CEIAG - The shorthand used in education can be baffling to outsiders! CEIAG stands for careers education, information, advice and guidance.

Coaching - Coaching is a way of helping students to get the best out of themselves. Coaches strengthen the motivation of individuals to succeed and train them in the skills they need to achieve their goals.

Employability - A young person is employable if they have the skills and resources to get and maintain themselves in work. Many different employability skills frameworks have been developed. The key point from a careers perspective is that employability is not just about possessing the skills that employers need. It is about having the skills that employers are looking for and which enable the individual to fulfil their aspirations in working life.

Enterprise - Showing initiative and being entrepreneurial are key qualities and skills that enable individuals to contribute to the health of the economy but which also help them design and manage their own working lives

Equality Duty - The Equality Act (2010) offers protection to individuals and groups that might otherwise experience stereotyping, discrimination or prejudice in any area of their lives including their careers and work. The ‘protected characteristics’ that apply to young people are sex, race, disability, religion or belief, sexual orientation, gender reassignment, pregnancy or 7 maternity. Schools are required to publish equality information at least annually and to set their equality objectives at least every four years. It is vitally important that the performance of the careers guidance duty is underpinned by the equality duty.

IAG - IAG refers to information, advice and guidance (see ‘careers guidance’ above)

Impartial - Impartial does not mean being neutral. It refers to putting the interests of the young person before any other consideration. Ofsted and the main associations of FE colleges have regularly reported on how this principle has been infringed by a minority of schools that seek to protect their sixth forms. Impartiality is also compromised when school staff are ignorant of the full range of opportunities available to their students at key decision and transition points. What matters most to students is the credibility of careers staff, e.g. Do they know what they’re talking about? Can they make things happen? Independent In this context, independent means external to the school.

Mentoring - Mentoring is a planned programme in which a more experienced individual helps one or more less experienced individuals to develop and make progress in their learning and work.

PSHEe - Personal, Social, Health and Economic education. Schools often have their own variant of this formulation. It refers to programmes of study that are designed to promote personal and social well-being and ‘learning for life’. Aspects of careers education may be delivered through PSHEe either in an integrated way or as separate modules.

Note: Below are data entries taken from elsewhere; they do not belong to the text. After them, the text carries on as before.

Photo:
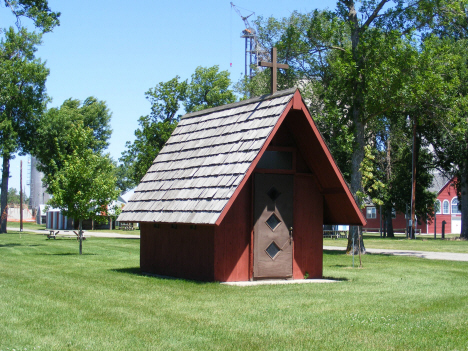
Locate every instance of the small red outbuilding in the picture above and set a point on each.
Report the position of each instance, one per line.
(241, 192)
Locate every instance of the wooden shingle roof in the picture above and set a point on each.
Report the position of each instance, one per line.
(204, 162)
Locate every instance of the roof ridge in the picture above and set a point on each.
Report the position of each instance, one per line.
(240, 103)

SMT - Senior Management Team. It is important that a member of the SMT has overall responsibility for careers work in the school and can, therefore, ensure that the schools is providing appropriate levels of support for all students but in particular for students with protected characteristics, looked after children, young carers, students with special educational needs and students for whom the school receives the Pupil Premium.  Mrs Daniele Langford is the SMT member who is the Careers Lead in Greenbank School.

STEM - A shorthand for ‘science, technology, engineering and maths’. STEM-related industries are vital to the success of the economy and are the focus of a drive to overcome the problem of labour shortages.

Work-related learning  - Work-related learning is learning about, for and through work. Learning about work promotes economic and industrial understanding. Learning for work promotes careers awareness and employability. Learning through work promotes the use of the world of work as a resource and a relevant context for learning in all subjects.